Would that require an endpoint to be generated for each iteration of the json context (e.g. https://mypod.store/ontologies/context-XYZ.jsonld)?

It could be interesting to provide such an endpoint (mostly for frontend apps). Not sure what path to use though. This makes me realize that every Pod should, in theory, have its own JSON-LD context, since it depends on the applications that were installed... But that's not how I went with the implementation so far (the ontologies are saved on the general settings dataset, not on the Pod). This will requires some thoughts :thinking:

And could we add a default context value for a specific resource or container which is used if no JsonLdContext header is passed? E.g. this would be convenient for AP collections and objects.

ActivityStreams will necessarily be in the core ontologies, so its context will always be included. We will use an array of contexts instead of putting everything together like we do now in the ActivityPods context file. Something like this:

  "@context": [
    "https://www.w3.org/ns/activitystreams",
    {
      "ldp": "http://www.w3.org/ns/ldp#",
      ...
    }
  ]
Laurin-W commented 12 months ago

Thanks for the remarks!

For a moment I was thinking if we could get around creating custom contexts. And if it was a good idea to have each resource have some kind of ex:defaultJsonContext value which would be set from the @context field when a resource is created with a POST with content-type ld+json. But this value would be unset for example if the resource was created with content type turtle and brings us back to the question of which context to use..

srosset81 commented 12 months ago

[...] every Pod should, in theory, have its own JSON-LD context, since it depends on the applications that were installed... But that's not how I went with the implementation so far (the ontologies are saved on the general settings dataset, not on the Pod). This will requires some thoughts 🤔

I see several options for storing these informations:

In the last option, we should avoid persisting core ontologies, and use instead the array passed to the LdpOntologiesService. This could be a good idea for other options as well, so that we don't need to store (and maintain/migrate) triples that will be replicated in all datasets.

Laurin-W commented 12 months ago

I see several options for storing these informations

From what you describe, options 2 and 3 seem to be most convincing to me, since they appear to be more "transparent" about what's happening from the outside and are a bit more generalizable / closer to the specs..

srosset81 commented 12 months ago

I think I'm mixing too many problems. Application-defined ontologies are really needed at the moment only for the LDP containers path generation, and we don't need to have something perfect because this is not standard and we don't know if we will keep this in the long run.

The choice of the prefix is really an internal implementation matter that has little impact on the functionning of the Pod. Other implementations could use LOV or custom prefixes databases (the general philosophy is that the containers path is not a problem, and we don't really care about it). However what we need is consistency, so that, if two applications use the same ontology, the same prefix will be used for their containers. That's why we need persistence, but it doesn't matter if this is all persisted in the same dataset (the settings dataset).

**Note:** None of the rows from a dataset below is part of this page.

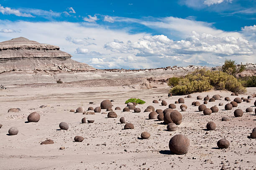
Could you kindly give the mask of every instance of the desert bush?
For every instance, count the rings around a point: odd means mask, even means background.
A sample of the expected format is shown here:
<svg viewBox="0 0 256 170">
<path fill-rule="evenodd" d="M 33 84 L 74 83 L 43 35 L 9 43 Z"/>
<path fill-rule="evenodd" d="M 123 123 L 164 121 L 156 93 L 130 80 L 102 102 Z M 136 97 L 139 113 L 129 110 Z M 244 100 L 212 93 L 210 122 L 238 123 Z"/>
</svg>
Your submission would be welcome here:
<svg viewBox="0 0 256 170">
<path fill-rule="evenodd" d="M 56 81 L 56 82 L 57 82 L 58 84 L 61 84 L 63 83 L 63 82 L 62 82 L 62 81 L 60 80 L 60 78 L 58 80 Z"/>
<path fill-rule="evenodd" d="M 181 78 L 174 77 L 168 79 L 168 85 L 169 86 L 174 87 L 179 84 L 179 81 L 181 79 Z"/>
<path fill-rule="evenodd" d="M 236 77 L 236 74 L 242 72 L 245 70 L 245 65 L 241 63 L 241 65 L 236 66 L 236 63 L 234 60 L 225 60 L 224 64 L 221 67 L 221 70 Z"/>
<path fill-rule="evenodd" d="M 142 100 L 140 99 L 136 99 L 136 98 L 131 98 L 131 99 L 128 99 L 125 101 L 125 103 L 127 104 L 129 102 L 135 102 L 137 104 L 139 104 L 140 105 L 143 105 L 146 102 L 145 101 Z"/>
<path fill-rule="evenodd" d="M 238 78 L 238 79 L 245 88 L 256 87 L 256 76 L 246 76 Z"/>
<path fill-rule="evenodd" d="M 202 92 L 215 88 L 243 93 L 246 89 L 232 75 L 220 71 L 197 70 L 182 78 L 178 85 L 171 90 L 174 95 L 184 95 L 195 92 Z"/>
</svg>

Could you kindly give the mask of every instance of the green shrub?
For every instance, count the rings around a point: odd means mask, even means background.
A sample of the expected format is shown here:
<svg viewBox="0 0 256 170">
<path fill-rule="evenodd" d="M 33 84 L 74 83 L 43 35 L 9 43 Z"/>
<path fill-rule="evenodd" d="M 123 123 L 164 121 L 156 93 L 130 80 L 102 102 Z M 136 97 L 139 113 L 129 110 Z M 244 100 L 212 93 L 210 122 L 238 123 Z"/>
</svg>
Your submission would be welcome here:
<svg viewBox="0 0 256 170">
<path fill-rule="evenodd" d="M 245 88 L 256 87 L 256 76 L 246 76 L 238 78 L 239 81 Z"/>
<path fill-rule="evenodd" d="M 234 76 L 222 71 L 197 70 L 181 78 L 178 85 L 171 90 L 174 95 L 202 92 L 215 88 L 241 94 L 246 89 Z"/>
<path fill-rule="evenodd" d="M 136 99 L 136 98 L 131 98 L 130 99 L 128 99 L 125 101 L 125 103 L 127 104 L 128 102 L 135 102 L 137 104 L 139 104 L 140 105 L 143 105 L 146 102 L 145 101 L 142 100 L 140 99 Z"/>
<path fill-rule="evenodd" d="M 179 81 L 181 79 L 181 78 L 177 78 L 176 77 L 171 78 L 168 80 L 168 85 L 169 86 L 176 86 L 179 84 Z"/>
<path fill-rule="evenodd" d="M 245 65 L 242 64 L 242 63 L 241 65 L 237 66 L 235 61 L 231 60 L 225 60 L 224 64 L 221 67 L 221 71 L 234 76 L 245 70 Z"/>
</svg>

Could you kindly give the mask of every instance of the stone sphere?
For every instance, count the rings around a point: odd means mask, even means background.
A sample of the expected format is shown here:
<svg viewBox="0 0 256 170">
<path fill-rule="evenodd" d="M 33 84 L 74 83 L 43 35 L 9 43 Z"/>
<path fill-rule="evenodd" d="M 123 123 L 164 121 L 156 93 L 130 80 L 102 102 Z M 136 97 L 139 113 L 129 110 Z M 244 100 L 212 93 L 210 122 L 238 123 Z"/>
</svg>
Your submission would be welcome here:
<svg viewBox="0 0 256 170">
<path fill-rule="evenodd" d="M 242 102 L 242 99 L 240 98 L 236 98 L 234 99 L 234 101 L 238 103 L 241 103 Z"/>
<path fill-rule="evenodd" d="M 154 106 L 148 106 L 145 109 L 144 112 L 153 112 L 153 111 L 155 111 L 155 108 L 154 108 Z"/>
<path fill-rule="evenodd" d="M 168 106 L 168 108 L 169 108 L 170 109 L 176 109 L 176 105 L 174 104 L 170 104 Z"/>
<path fill-rule="evenodd" d="M 123 112 L 130 112 L 130 109 L 128 108 L 123 108 Z"/>
<path fill-rule="evenodd" d="M 157 115 L 157 119 L 160 121 L 164 120 L 164 113 L 159 114 Z"/>
<path fill-rule="evenodd" d="M 87 110 L 94 110 L 94 109 L 93 109 L 93 108 L 92 108 L 92 107 L 89 107 L 89 108 L 88 108 Z"/>
<path fill-rule="evenodd" d="M 115 112 L 111 111 L 108 113 L 108 118 L 117 118 L 117 115 Z"/>
<path fill-rule="evenodd" d="M 185 101 L 184 101 L 184 99 L 183 98 L 180 98 L 178 100 L 178 102 L 179 103 L 184 103 Z"/>
<path fill-rule="evenodd" d="M 148 119 L 157 119 L 157 113 L 154 111 L 151 112 L 148 115 Z"/>
<path fill-rule="evenodd" d="M 124 129 L 134 129 L 134 126 L 132 123 L 126 123 L 125 125 Z"/>
<path fill-rule="evenodd" d="M 187 109 L 186 108 L 182 108 L 181 109 L 182 112 L 185 112 L 187 110 Z"/>
<path fill-rule="evenodd" d="M 168 115 L 168 114 L 167 114 Z M 177 110 L 174 110 L 170 113 L 170 117 L 173 122 L 176 125 L 180 125 L 182 120 L 182 115 Z"/>
<path fill-rule="evenodd" d="M 147 132 L 143 132 L 141 133 L 141 136 L 143 139 L 148 139 L 150 137 L 150 134 Z"/>
<path fill-rule="evenodd" d="M 76 112 L 77 113 L 83 113 L 84 112 L 84 108 L 82 107 L 79 107 L 77 109 Z"/>
<path fill-rule="evenodd" d="M 186 108 L 186 109 L 187 109 L 187 105 L 184 105 L 184 104 L 182 104 L 180 106 L 179 106 L 179 108 L 180 109 L 181 109 L 182 108 Z"/>
<path fill-rule="evenodd" d="M 206 128 L 208 130 L 214 130 L 216 129 L 216 124 L 213 122 L 209 122 L 206 125 Z"/>
<path fill-rule="evenodd" d="M 225 105 L 225 110 L 232 110 L 232 108 L 233 108 L 233 106 L 232 106 L 232 105 L 230 103 L 228 103 Z"/>
<path fill-rule="evenodd" d="M 202 112 L 202 111 L 204 111 L 204 110 L 206 108 L 207 108 L 206 107 L 206 105 L 204 104 L 202 104 L 198 106 L 198 110 L 199 110 L 200 112 Z"/>
<path fill-rule="evenodd" d="M 210 100 L 210 98 L 208 96 L 206 96 L 205 98 L 204 98 L 204 100 L 205 101 L 208 101 L 209 100 Z"/>
<path fill-rule="evenodd" d="M 101 112 L 101 109 L 100 107 L 96 107 L 94 109 L 94 112 L 95 113 L 100 113 Z"/>
<path fill-rule="evenodd" d="M 232 102 L 230 102 L 230 104 L 232 105 L 232 107 L 233 108 L 236 108 L 238 105 L 237 103 L 236 102 L 233 101 L 232 101 Z"/>
<path fill-rule="evenodd" d="M 121 123 L 125 123 L 125 119 L 124 117 L 121 117 L 119 120 Z"/>
<path fill-rule="evenodd" d="M 216 106 L 212 106 L 210 109 L 212 110 L 212 112 L 213 113 L 217 113 L 219 111 L 219 108 Z"/>
<path fill-rule="evenodd" d="M 40 120 L 40 115 L 36 112 L 34 112 L 28 116 L 28 122 L 37 122 Z"/>
<path fill-rule="evenodd" d="M 167 102 L 165 100 L 162 100 L 162 102 L 161 102 L 161 105 L 162 106 L 166 106 L 167 105 Z"/>
<path fill-rule="evenodd" d="M 82 142 L 83 141 L 83 140 L 84 140 L 84 138 L 80 136 L 76 136 L 74 138 L 74 140 L 75 141 L 75 142 Z"/>
<path fill-rule="evenodd" d="M 197 100 L 202 100 L 202 97 L 201 96 L 198 96 L 197 97 Z"/>
<path fill-rule="evenodd" d="M 115 108 L 115 110 L 121 110 L 121 108 L 119 107 L 117 107 L 116 108 Z"/>
<path fill-rule="evenodd" d="M 216 100 L 220 100 L 220 95 L 213 95 L 213 96 L 212 96 L 212 98 L 213 98 Z"/>
<path fill-rule="evenodd" d="M 112 108 L 112 103 L 109 100 L 105 100 L 100 103 L 100 108 L 101 109 L 107 109 Z"/>
<path fill-rule="evenodd" d="M 134 112 L 136 112 L 136 113 L 139 113 L 141 111 L 141 109 L 140 109 L 138 108 L 136 108 L 134 109 Z"/>
<path fill-rule="evenodd" d="M 194 104 L 194 105 L 195 105 L 195 106 L 199 106 L 200 105 L 200 102 L 198 101 L 195 102 L 195 103 Z"/>
<path fill-rule="evenodd" d="M 205 115 L 210 115 L 212 112 L 212 110 L 209 108 L 206 108 L 203 111 L 203 113 Z"/>
<path fill-rule="evenodd" d="M 243 112 L 240 109 L 236 109 L 234 112 L 234 115 L 236 117 L 242 117 L 243 114 Z"/>
<path fill-rule="evenodd" d="M 133 103 L 132 102 L 128 102 L 128 103 L 127 103 L 127 107 L 129 107 L 130 106 L 132 106 L 133 105 Z"/>
<path fill-rule="evenodd" d="M 224 117 L 223 118 L 222 118 L 222 119 L 221 119 L 221 121 L 230 121 L 230 119 L 229 118 L 228 118 L 227 117 Z"/>
<path fill-rule="evenodd" d="M 228 140 L 225 139 L 222 139 L 217 142 L 217 146 L 220 149 L 227 149 L 229 147 L 230 145 Z"/>
<path fill-rule="evenodd" d="M 59 125 L 59 128 L 63 130 L 67 130 L 69 129 L 69 125 L 66 122 L 61 122 Z"/>
<path fill-rule="evenodd" d="M 161 109 L 156 109 L 156 112 L 157 113 L 157 114 L 163 113 L 163 110 Z"/>
<path fill-rule="evenodd" d="M 86 123 L 86 118 L 84 117 L 82 119 L 82 123 Z"/>
<path fill-rule="evenodd" d="M 13 127 L 9 129 L 9 130 L 8 130 L 8 133 L 10 135 L 16 135 L 18 134 L 19 131 L 18 130 L 17 128 Z"/>
<path fill-rule="evenodd" d="M 256 139 L 256 128 L 254 128 L 250 135 L 251 139 Z"/>
<path fill-rule="evenodd" d="M 185 154 L 188 152 L 190 141 L 182 134 L 176 135 L 169 142 L 169 148 L 173 153 L 177 155 Z"/>
<path fill-rule="evenodd" d="M 247 108 L 246 109 L 246 112 L 252 112 L 253 111 L 253 108 Z"/>
<path fill-rule="evenodd" d="M 226 101 L 228 100 L 230 100 L 230 99 L 229 98 L 229 97 L 226 97 L 225 98 L 224 100 Z"/>
<path fill-rule="evenodd" d="M 174 131 L 178 130 L 178 127 L 175 123 L 170 123 L 167 125 L 167 128 L 168 131 Z"/>
<path fill-rule="evenodd" d="M 156 100 L 154 100 L 153 101 L 153 103 L 159 103 L 158 101 Z"/>
<path fill-rule="evenodd" d="M 130 106 L 128 107 L 128 108 L 129 108 L 129 109 L 130 109 L 130 110 L 134 110 L 134 109 L 135 109 L 135 108 L 136 108 L 136 107 L 135 107 L 135 105 L 131 105 Z"/>
</svg>

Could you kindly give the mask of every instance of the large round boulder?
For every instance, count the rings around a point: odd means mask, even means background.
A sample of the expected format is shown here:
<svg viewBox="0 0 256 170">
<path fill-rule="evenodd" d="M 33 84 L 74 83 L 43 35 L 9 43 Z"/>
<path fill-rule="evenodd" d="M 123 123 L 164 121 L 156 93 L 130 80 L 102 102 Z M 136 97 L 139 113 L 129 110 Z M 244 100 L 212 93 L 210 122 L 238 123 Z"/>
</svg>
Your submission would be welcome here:
<svg viewBox="0 0 256 170">
<path fill-rule="evenodd" d="M 176 135 L 169 142 L 169 148 L 173 153 L 177 155 L 185 154 L 188 152 L 190 141 L 182 134 Z"/>
<path fill-rule="evenodd" d="M 112 108 L 112 103 L 109 100 L 105 100 L 100 103 L 100 108 L 101 109 L 107 109 Z"/>
<path fill-rule="evenodd" d="M 69 125 L 66 122 L 61 122 L 59 125 L 59 128 L 63 130 L 67 130 L 69 129 Z"/>
<path fill-rule="evenodd" d="M 8 130 L 8 133 L 9 135 L 16 135 L 18 134 L 19 131 L 15 127 L 12 127 L 9 129 L 9 130 Z"/>
<path fill-rule="evenodd" d="M 243 114 L 243 112 L 241 109 L 238 109 L 234 112 L 234 115 L 236 117 L 242 117 Z"/>
<path fill-rule="evenodd" d="M 117 118 L 117 115 L 115 112 L 111 111 L 108 113 L 108 118 Z"/>
<path fill-rule="evenodd" d="M 84 108 L 82 106 L 79 107 L 77 109 L 76 112 L 77 113 L 83 113 L 84 112 Z"/>
<path fill-rule="evenodd" d="M 220 149 L 227 149 L 229 147 L 230 145 L 228 140 L 225 139 L 222 139 L 217 142 L 217 146 Z"/>
<path fill-rule="evenodd" d="M 225 105 L 225 110 L 229 110 L 232 109 L 233 106 L 230 103 L 228 103 Z"/>
<path fill-rule="evenodd" d="M 148 119 L 157 119 L 157 113 L 154 111 L 151 112 L 148 115 Z"/>
<path fill-rule="evenodd" d="M 34 112 L 28 116 L 28 122 L 37 122 L 40 120 L 40 115 L 36 112 Z"/>
<path fill-rule="evenodd" d="M 202 105 L 198 106 L 198 110 L 199 110 L 199 111 L 200 112 L 202 112 L 202 111 L 204 111 L 204 110 L 207 108 L 206 107 L 206 105 L 205 105 L 203 104 L 202 104 Z"/>
</svg>

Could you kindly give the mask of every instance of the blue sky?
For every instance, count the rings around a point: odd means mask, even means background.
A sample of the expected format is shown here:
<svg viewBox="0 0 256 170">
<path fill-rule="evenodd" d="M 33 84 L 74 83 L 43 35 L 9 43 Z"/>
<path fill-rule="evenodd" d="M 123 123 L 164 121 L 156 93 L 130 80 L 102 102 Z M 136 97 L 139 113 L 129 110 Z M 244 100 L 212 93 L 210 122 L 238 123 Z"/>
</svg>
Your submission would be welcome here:
<svg viewBox="0 0 256 170">
<path fill-rule="evenodd" d="M 253 0 L 0 1 L 0 41 L 60 46 L 97 68 L 256 63 Z"/>
</svg>

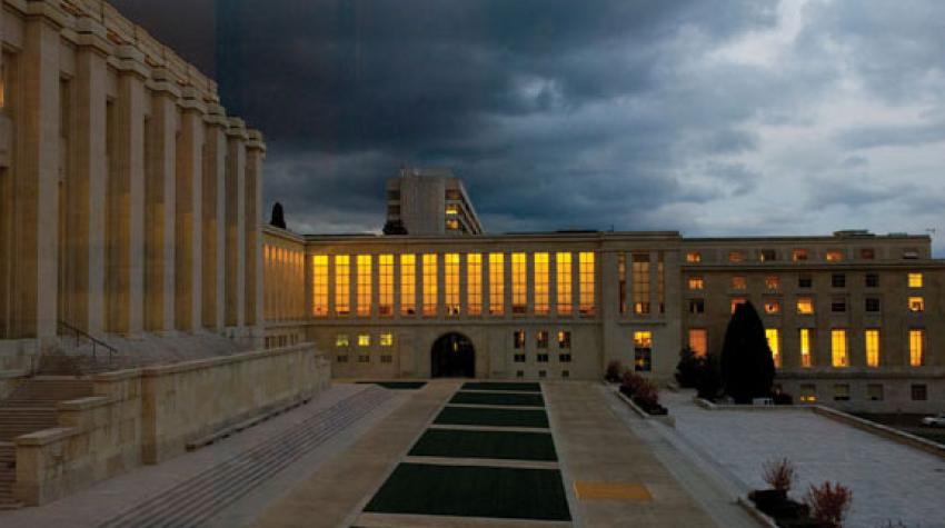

What we also want is clean contexts which explicitely include the ActivityStreams context. If we put all the properties directly on the context, it will add a big ugly header and increase the response size. So a solution could be to put all these custom context properties in an pod-provider-level context file (accessible via GET), like we do on other SemApps instances with the /context.json file, except it will be dynamically generated.

I'm also in the process of splitting the ontologies service with a new jsonld.context service, so the result will be a bit different that the above proposal.